En somme, il n’y a guère de marge de manœuvre dans les relations entre l’Union européenne et la Russie, d’autant plus que cette dernière n’est pas en position de demandeur. Les griefs et revendications géopolitiques de Moscou sont à l’Ouest et, en l’état actuel des choses, les positions et intérêts sino-russes sont alignés. Dirigeants russes et chinois pensent que leur heure a sonné. D’aucuns croient pouvoir détacher Moscou de cette alliance en pointant le risque de vassalisation à l’égard de la superpuissance chinoise : les Russes estiment que leur arsenal nucléaire, leur activisme stratégique et l’audace tactique dont ils font preuve compensent l’écart des potentiels de puissance.

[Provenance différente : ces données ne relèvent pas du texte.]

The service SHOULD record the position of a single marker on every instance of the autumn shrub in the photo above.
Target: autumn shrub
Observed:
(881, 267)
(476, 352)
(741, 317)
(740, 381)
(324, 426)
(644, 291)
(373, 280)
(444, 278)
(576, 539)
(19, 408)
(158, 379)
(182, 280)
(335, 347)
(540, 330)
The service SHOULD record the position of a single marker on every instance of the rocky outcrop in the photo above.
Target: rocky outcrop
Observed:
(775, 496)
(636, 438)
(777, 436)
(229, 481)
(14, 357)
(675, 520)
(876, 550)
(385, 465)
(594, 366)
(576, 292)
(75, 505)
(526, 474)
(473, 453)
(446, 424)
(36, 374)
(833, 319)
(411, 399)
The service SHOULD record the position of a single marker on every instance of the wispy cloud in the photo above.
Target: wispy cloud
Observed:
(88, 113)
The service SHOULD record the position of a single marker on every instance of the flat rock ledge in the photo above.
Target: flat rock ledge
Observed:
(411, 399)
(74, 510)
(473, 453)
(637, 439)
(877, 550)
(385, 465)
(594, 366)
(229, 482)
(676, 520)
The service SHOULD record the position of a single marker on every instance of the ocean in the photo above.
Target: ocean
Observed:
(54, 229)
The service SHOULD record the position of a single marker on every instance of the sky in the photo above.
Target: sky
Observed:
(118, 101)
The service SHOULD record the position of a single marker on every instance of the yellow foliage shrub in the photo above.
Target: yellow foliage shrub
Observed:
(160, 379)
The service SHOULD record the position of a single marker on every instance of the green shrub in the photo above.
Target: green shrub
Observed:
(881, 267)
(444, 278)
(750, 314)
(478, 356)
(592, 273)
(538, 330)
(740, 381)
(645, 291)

Certes, rien n’est éternel ici-bas et il importe d’observer l’évolution des rapports sino-russes, afin de guetter d’éventuelles dissensions susceptibles d’être exploitées. Le paradoxe réside dans le fait qu’une « Russie-Eurasie » tournée vers l’Orient et soucieuse de défendre ses positions au Turkestan et dans l’Asie-Pacifique nous serait plus favorable qu’une Russie prétendument européenne, obsédée par l’élargissement de ses frontières occidentales. Encore faut-il au préalable persuader Moscou qu’il n’y aura pas de nouvelles opportunités à saisir en Ukraine et sur l’axe Baltique-mer Noire, c’est-à-dire sur les frontières orientales de l’Europe. Cela exclut toute politique d’accommodement ou, pour le dire mieux, d’apaisement.

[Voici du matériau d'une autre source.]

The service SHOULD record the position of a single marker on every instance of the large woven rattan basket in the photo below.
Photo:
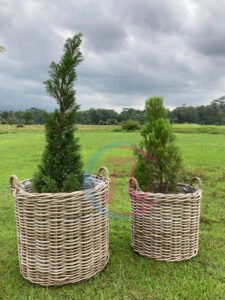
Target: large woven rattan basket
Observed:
(165, 226)
(63, 237)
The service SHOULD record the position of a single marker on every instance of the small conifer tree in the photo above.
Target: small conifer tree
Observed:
(61, 167)
(158, 159)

Professeur agrégé d’histoire-géographie et chercheur à l’Institut Français de Géopolitique (Université Paris VIII). Auteur de plusieurs ouvrages, il travaille au sein de l’Institut Thomas More sur les enjeux géopolitiques et de défense en Europe. Ses domaines de recherche couvrent la zone Baltique-mer Noire, l’Eurasie post-soviétique et la Méditerranée.

Notes

  1. Si la slavophilie fait figure d’utopie ruraliste et chrétienne, certains de ses héritiers rallient l’impérialisme russe. « Doctrinaires orientaux » et « asianistes » opposent la Russie à la civilisation occidentale et cherchent des appuis en Orient. Ils préfigurent l’eurasisme et la définition de la Russie comme « monde du milieu ».

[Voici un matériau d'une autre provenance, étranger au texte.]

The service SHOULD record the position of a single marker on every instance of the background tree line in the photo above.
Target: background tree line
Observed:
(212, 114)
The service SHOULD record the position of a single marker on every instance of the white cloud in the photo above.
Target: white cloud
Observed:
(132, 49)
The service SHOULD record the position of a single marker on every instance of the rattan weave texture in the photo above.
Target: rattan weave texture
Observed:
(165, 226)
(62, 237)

  2. La définition marxiste de l’idéologie.
  3. Il s’agissait de défaire l’alliance objective entre les États-Unis et la Chine populaire, nouée dans les années 1970, et s’assurer l’appui de Moscou contre Pékin.
  4. La SCO, Shanghai Cooperation Organization, est un forum international qui regroupe nombre de pays d’Asie. Moscou et Pékin sont les moteurs de cette « Grande Asie » désormais élargie à l’Iran (2021).